# Anybody ever poured a caisson under a patio??



## Guest (May 29, 2004)

Or had one installed for you? 

Please explain...

Thanks

Nick


----------



## hatchet (Oct 27, 2003)

Yes.. what's to explain? Do you have a specific question?


----------



## Guest (May 29, 2004)

well,

A client asked me to re pour the caissons under their flagstone patio. The patio is supporting the posts for a large deck with screen room. They want us to temp brace the deck, tear out the flagstone, re-pour the caissons and re build the patio.

I'm completely unfamiliar with caissons (besides the googling I did yesterday) and am tying to get a feel for whether I can handle this project.

Is it even possible to re-pour a caisson??

Have you had similar projects??

What is the basic function of the caisson in this situation?? (to support the flagstone, which supports the posts??)
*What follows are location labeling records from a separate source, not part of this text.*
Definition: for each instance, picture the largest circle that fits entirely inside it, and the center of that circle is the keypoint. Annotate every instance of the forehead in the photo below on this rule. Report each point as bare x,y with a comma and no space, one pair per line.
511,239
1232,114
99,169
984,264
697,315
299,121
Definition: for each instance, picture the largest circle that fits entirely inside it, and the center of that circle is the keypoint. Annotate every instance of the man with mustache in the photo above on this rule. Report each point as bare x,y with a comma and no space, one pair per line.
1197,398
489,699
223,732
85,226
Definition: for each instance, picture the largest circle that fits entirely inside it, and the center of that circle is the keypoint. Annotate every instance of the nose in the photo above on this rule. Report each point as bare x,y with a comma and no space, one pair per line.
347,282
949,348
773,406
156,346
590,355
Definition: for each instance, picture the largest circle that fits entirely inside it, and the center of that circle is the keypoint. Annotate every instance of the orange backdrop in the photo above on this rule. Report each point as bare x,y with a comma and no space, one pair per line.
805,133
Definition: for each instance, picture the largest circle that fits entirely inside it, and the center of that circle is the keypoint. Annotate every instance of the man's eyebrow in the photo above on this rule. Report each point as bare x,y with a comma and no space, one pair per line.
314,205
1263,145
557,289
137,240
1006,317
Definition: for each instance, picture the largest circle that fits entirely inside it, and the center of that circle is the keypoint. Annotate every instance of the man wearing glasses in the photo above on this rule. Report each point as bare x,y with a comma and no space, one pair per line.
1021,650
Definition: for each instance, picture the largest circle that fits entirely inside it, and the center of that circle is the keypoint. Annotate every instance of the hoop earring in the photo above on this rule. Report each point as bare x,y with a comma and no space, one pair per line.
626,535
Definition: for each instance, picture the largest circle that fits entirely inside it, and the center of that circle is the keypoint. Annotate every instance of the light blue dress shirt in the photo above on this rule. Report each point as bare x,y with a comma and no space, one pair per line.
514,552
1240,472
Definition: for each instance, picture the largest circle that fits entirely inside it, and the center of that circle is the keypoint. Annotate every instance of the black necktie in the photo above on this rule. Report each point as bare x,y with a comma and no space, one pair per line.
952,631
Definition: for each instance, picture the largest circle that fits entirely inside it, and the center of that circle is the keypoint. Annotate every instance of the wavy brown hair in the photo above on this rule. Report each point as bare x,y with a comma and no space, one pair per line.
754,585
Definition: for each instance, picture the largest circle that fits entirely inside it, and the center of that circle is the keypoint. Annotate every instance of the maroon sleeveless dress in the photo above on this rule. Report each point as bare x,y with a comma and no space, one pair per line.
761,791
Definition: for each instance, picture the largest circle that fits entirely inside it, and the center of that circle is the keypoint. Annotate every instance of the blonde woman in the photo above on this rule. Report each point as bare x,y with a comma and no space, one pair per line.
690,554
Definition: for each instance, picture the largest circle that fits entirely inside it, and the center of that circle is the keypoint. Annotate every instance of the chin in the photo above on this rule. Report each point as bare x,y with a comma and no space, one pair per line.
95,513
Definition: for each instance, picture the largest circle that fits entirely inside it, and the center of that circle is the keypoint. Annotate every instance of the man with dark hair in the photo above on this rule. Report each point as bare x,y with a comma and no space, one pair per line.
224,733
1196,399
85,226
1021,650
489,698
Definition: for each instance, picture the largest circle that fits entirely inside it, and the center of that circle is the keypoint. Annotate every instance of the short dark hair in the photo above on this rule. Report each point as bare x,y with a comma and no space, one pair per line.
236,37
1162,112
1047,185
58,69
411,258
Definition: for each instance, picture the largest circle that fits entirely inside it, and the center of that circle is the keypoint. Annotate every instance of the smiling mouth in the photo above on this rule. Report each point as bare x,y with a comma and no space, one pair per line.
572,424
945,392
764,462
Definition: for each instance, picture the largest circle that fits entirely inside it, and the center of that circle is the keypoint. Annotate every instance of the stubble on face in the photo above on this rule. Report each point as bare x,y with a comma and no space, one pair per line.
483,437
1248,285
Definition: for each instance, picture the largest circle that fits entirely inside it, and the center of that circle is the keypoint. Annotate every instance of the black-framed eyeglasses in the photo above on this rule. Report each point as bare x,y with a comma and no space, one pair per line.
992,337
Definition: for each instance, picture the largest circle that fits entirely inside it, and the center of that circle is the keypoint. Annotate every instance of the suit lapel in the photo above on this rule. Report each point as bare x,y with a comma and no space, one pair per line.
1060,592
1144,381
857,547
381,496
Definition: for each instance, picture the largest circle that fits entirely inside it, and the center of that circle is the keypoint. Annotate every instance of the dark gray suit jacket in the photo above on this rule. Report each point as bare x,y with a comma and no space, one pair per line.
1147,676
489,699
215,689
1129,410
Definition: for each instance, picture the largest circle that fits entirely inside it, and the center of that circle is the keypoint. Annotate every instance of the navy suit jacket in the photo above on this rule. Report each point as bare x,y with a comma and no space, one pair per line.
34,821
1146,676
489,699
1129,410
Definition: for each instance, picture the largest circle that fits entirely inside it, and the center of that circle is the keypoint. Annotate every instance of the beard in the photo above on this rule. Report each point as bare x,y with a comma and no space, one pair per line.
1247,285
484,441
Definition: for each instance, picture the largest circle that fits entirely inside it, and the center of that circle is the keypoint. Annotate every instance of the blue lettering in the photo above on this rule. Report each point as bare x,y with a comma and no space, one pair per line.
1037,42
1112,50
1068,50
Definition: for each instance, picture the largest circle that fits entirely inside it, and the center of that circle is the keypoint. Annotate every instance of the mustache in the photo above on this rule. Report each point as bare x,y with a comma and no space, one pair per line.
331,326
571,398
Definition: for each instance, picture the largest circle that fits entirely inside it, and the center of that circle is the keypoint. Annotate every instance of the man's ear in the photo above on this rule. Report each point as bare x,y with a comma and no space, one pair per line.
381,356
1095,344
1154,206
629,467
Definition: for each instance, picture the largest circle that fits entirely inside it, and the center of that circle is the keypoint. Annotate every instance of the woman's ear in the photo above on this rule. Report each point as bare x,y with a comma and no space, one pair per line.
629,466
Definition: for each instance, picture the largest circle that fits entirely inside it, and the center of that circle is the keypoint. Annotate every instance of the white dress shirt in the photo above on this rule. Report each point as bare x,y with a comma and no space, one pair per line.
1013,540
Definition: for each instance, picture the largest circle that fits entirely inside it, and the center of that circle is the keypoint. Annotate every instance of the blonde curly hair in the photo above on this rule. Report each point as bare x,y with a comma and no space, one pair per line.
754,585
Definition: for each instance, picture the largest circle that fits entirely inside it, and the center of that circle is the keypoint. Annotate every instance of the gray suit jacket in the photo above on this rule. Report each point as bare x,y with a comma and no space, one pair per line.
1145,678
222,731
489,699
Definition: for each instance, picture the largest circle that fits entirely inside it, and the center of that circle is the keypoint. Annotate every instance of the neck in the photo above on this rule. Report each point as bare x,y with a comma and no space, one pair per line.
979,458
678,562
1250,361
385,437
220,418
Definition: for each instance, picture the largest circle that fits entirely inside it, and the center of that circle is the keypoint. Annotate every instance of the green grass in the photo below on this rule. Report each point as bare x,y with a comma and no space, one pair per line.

What could I expect to pay to sub this work out??


----------



## hatchet (Oct 27, 2003)

Caissons are essentially cylindrical shafts of concrete that go down to a bedrock or similar substrate to provide bearing. Most often used in places where expansive soils are present. Caissons are sometimes referred to as piers and I'm sure others.
Typical caissons are fairly deep, like I said, to get down to the bedrock. They can be formed with sonotube or drilled right into the soil.
If they are not very deep you could dig them up and repour them using sonotube. I would imagine for a patio that they wouldn't be very deep - 4' max most likely. I wouldn't imagine that the caissons are supporting the flagstone - only the posts.
And yes I have put in many caissons.. 200+ just finished the other day for a house - all 12". An office building had about 150 with some as large as 5' in diameter.


----------



## Guest (May 29, 2004)

Thanks...

I just had no idea. I'm also in Colorado, so I understand theyre necessary in our expansive soil as you said.

We are going to dry stack the patio, so I dont imagine we'll be messing with the existing caissons much, besides possibly digging and demolishing to get the proper grade. 
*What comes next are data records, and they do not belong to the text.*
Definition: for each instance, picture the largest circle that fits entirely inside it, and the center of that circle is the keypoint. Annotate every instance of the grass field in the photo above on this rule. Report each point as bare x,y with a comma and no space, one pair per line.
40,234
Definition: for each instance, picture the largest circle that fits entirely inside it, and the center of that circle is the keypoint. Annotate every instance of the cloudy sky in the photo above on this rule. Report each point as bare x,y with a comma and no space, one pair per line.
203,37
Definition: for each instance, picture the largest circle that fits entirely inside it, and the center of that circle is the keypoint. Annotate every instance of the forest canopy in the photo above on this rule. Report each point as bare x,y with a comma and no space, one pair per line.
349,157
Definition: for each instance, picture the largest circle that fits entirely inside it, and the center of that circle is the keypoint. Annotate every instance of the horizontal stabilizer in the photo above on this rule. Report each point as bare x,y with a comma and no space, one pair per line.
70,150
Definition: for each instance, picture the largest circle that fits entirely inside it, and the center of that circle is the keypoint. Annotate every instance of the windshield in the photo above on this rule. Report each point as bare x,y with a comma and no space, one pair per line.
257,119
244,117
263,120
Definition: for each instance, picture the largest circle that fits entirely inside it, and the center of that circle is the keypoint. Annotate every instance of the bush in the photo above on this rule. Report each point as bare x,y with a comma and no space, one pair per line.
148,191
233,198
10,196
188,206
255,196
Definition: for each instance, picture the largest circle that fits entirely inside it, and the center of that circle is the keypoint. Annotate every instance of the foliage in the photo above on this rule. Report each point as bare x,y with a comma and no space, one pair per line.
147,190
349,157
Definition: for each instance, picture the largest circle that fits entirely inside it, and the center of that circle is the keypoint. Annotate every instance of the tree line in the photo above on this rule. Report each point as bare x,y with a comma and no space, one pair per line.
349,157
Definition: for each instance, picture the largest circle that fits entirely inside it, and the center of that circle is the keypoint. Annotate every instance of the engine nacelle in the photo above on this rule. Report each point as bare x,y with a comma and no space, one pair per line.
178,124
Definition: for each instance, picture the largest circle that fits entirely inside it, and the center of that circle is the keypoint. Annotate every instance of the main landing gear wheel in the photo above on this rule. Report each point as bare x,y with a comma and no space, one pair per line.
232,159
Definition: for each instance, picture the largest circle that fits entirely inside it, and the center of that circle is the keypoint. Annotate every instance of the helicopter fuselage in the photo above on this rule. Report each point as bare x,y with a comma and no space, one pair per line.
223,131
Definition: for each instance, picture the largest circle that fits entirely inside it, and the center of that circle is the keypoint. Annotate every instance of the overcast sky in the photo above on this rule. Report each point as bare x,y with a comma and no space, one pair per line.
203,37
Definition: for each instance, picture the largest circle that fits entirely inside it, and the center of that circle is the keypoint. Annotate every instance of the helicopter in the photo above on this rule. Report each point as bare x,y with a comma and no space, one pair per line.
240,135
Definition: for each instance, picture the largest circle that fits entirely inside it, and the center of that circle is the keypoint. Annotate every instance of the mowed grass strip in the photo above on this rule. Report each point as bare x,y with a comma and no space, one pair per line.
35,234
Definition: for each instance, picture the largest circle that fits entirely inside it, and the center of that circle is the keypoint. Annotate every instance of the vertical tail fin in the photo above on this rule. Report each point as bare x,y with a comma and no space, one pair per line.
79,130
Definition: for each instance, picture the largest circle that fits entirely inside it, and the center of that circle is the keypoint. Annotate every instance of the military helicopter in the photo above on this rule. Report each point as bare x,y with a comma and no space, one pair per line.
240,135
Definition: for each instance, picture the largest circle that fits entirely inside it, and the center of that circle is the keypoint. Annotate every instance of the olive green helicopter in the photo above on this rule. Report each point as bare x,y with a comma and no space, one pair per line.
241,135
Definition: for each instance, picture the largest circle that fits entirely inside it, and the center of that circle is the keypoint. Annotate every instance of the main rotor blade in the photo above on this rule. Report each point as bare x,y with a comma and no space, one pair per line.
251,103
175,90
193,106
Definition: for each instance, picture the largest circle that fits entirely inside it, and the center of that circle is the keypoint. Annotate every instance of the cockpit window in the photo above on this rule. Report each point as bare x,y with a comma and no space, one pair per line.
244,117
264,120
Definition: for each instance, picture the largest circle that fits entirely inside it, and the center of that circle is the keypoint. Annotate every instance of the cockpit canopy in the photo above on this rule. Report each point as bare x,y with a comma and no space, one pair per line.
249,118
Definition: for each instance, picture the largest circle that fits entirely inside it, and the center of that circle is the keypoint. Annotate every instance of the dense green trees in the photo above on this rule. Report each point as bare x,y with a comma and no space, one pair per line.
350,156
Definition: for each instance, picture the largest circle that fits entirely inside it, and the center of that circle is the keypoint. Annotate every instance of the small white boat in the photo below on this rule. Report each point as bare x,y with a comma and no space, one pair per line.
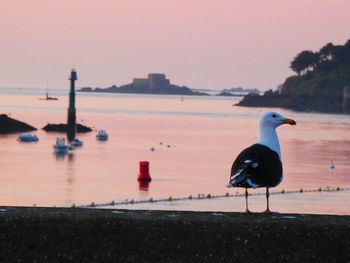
60,147
76,143
27,137
102,135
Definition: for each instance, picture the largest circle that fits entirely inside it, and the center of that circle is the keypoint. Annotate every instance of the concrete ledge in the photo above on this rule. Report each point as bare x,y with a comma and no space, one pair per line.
96,235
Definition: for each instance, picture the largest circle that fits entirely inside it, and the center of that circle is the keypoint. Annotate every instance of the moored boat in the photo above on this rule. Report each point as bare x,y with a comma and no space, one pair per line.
27,137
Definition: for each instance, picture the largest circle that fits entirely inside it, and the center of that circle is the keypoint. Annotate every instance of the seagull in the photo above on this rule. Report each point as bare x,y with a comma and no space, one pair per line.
260,164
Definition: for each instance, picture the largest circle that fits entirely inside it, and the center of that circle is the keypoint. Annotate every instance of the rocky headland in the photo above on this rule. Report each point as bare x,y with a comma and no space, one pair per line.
322,83
154,84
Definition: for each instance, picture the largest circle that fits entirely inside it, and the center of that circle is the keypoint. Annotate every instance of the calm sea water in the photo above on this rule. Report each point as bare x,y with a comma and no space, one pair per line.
195,139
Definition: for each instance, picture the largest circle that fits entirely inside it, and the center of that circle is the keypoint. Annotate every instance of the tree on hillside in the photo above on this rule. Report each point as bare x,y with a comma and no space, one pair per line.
304,61
327,52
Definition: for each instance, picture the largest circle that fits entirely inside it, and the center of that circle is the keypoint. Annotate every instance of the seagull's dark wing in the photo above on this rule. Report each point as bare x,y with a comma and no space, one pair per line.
256,166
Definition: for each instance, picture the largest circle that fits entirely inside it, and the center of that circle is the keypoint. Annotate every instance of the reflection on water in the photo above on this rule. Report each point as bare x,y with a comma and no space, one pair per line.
208,134
143,185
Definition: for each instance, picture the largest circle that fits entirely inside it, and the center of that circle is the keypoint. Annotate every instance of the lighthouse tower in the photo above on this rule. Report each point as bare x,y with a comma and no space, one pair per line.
71,121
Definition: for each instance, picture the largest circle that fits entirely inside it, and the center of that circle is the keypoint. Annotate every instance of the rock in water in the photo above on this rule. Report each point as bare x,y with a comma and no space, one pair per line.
63,128
9,125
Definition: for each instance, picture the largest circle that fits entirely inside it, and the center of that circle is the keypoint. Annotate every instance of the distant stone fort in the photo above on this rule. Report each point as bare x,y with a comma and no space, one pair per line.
155,83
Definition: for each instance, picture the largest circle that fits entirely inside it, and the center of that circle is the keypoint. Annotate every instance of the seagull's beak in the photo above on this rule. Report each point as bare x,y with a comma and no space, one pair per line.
289,121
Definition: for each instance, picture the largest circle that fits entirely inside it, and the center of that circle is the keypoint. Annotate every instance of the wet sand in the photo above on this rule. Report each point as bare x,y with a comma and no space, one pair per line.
98,235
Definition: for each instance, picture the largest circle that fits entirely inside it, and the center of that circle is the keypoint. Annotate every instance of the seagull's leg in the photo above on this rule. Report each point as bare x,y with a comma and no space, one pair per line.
246,201
267,201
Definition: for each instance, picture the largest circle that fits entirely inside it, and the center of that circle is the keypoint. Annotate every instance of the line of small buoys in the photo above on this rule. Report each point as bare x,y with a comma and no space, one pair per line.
208,196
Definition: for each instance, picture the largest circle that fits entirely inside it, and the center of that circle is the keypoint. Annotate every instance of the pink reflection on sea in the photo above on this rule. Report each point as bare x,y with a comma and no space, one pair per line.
205,135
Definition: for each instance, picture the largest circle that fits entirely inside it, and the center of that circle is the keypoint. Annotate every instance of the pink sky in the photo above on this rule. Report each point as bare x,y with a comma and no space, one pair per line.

As far as the large deck goes, would the posts be okay just set on the flagstone as they are now or could you suggest a better way to support them without alot of settling??

Thanks

Nick


----------



## hatchet (Oct 27, 2003)

I would suggest placing them on top of something besides the flagstone. I would probably place the posts and then butt the flagstone to them. Otherwise I think you'll probably run into troubles down the road.
I assume the columns are wood? You could use a simpson galvanized post base and wrap the bottom with trim to hide it.


----------



## Guest (May 30, 2004)

Okay.

I was thinking about attaching them to new concrete footings and then hiding the footings with moss rock or something like that. We could also set the footings below the flagstone and like you said, do some trim work around the base of the posts to give them the appearance of sitting on the stone.

Now,

The customer also wants some 2x10's added to the beams supporting the deck to essentially make the beams thicker.This, adding new footings, temp bracing the large deck and finishing the trim and other misc woodwork, how much should I expect to pay to sub this out??

Could you suggest anyone in the Boulder-Denver area??

Thanks Alot.

Nick


----------



## hatchet (Oct 27, 2003)

I haven't worked with many residential contractors in Colorado.. mostly commercial.
The framing / trim would be fairly minimal - largest expense will probably be the footings - maybe $500 as a guestimate.


----------